Salsa Parag Aher

Personal information
- Nickname: Sals
- Born: 12 June 2001 (age 25) Pune
- Home town: Pune

Sport
- Country: India
- Sport: Tennis
- Rank: National Ranking, U-18 No. 1
- Coached by: Hemant Bendrey and Kedar Shah

Achievements and titles
- World finals: 186 in ITF juniors
- Highest world ranking: 186

= Salsa Aher =

Indian tennis player

Salsa Aher is an Indian tennis player from Pune, India. In 2019 she became the top-ranked junior player in India. She was introduced to tennis at the young age of 6 years by her father. She plays left-handed. She is currently pursuing studies at the University of Nevada, Las Vegas and is a part of the women's tennis team of UNLV Rebels.

== Career ==

Salsa, who hails from Pune and is a student of Symbiosis College of Art and Commerce, started playing tennis from the age of 6 years. Her mother quit her job so she could support Salsa to train and excel in tennis. She trains at the Bounce Sports Academy in Pune under the guidance of Kedar Shah.

In 2016, she won Fenesta Open in Delhi which is regarded as the highest ranking All India Tennis Association tournament in India. She represented India in Women's Tennis Association (WTA) Future Stars, 2017 in Singapore where she won all her round robin matches and reached the semi-finals. She secured the runner-up position at ITF Junior, 2017 in Thailand.

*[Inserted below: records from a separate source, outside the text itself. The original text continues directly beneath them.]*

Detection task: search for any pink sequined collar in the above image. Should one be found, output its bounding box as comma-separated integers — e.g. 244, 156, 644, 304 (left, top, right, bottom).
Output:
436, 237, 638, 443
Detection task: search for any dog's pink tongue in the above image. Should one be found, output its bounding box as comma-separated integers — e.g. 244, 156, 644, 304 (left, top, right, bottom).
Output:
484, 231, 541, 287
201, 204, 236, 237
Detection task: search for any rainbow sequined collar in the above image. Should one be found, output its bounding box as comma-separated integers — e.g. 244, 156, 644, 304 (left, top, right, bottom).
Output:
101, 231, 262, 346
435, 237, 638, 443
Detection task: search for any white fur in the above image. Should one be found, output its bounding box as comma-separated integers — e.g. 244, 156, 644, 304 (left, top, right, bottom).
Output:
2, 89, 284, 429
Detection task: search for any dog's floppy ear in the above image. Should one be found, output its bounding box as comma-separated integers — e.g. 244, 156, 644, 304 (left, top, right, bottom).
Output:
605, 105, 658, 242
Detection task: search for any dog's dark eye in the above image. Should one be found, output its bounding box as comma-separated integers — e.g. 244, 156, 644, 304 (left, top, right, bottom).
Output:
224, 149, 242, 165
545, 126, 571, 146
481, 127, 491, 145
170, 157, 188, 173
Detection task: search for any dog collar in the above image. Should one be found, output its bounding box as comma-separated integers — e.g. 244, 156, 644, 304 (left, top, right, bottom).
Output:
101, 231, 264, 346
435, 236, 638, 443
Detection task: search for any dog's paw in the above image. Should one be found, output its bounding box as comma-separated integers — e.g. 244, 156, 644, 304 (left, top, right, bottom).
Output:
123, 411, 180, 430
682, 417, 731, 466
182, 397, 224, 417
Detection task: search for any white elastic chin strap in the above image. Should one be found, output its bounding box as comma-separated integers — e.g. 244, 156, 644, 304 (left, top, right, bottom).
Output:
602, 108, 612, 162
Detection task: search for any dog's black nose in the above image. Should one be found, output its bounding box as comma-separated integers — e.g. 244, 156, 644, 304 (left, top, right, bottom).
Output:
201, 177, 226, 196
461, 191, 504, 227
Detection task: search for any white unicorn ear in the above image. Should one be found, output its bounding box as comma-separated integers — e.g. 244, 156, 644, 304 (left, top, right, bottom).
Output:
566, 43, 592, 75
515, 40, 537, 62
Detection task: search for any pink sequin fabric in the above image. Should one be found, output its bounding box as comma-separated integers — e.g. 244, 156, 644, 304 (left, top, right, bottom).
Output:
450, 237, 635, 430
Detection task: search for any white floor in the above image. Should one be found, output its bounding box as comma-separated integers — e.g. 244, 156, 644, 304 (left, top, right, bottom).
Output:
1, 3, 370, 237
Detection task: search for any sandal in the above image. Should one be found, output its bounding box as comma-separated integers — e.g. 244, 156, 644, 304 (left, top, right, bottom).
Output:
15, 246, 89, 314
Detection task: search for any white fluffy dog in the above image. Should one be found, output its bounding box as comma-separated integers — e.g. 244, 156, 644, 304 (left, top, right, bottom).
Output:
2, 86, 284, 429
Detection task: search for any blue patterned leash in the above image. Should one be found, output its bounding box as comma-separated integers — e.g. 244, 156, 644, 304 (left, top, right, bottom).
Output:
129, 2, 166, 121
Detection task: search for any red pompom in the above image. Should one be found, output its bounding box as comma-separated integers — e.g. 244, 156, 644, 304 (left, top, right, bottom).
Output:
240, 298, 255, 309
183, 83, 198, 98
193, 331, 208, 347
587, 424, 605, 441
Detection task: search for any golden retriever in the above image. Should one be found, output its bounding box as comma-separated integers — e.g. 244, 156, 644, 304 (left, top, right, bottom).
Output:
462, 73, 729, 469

She was also a part of 2nd HCL Asian B1 Junior Tennis Championship held in Pune, 2018. Salsa, also took part in 2019 Australian Open and won the first round of qualifiers but was eliminated by Federica Rossi of Italy in the Qualifying Competition. Recently, in December 2018, she won the Singles International Tennis Federation (ITF) Juniors Title in Pune.
According to the ranking list of All India Tennis Association 29 April 2019, Salsa is currently ranked India no. 1 in U-18 Girls Category.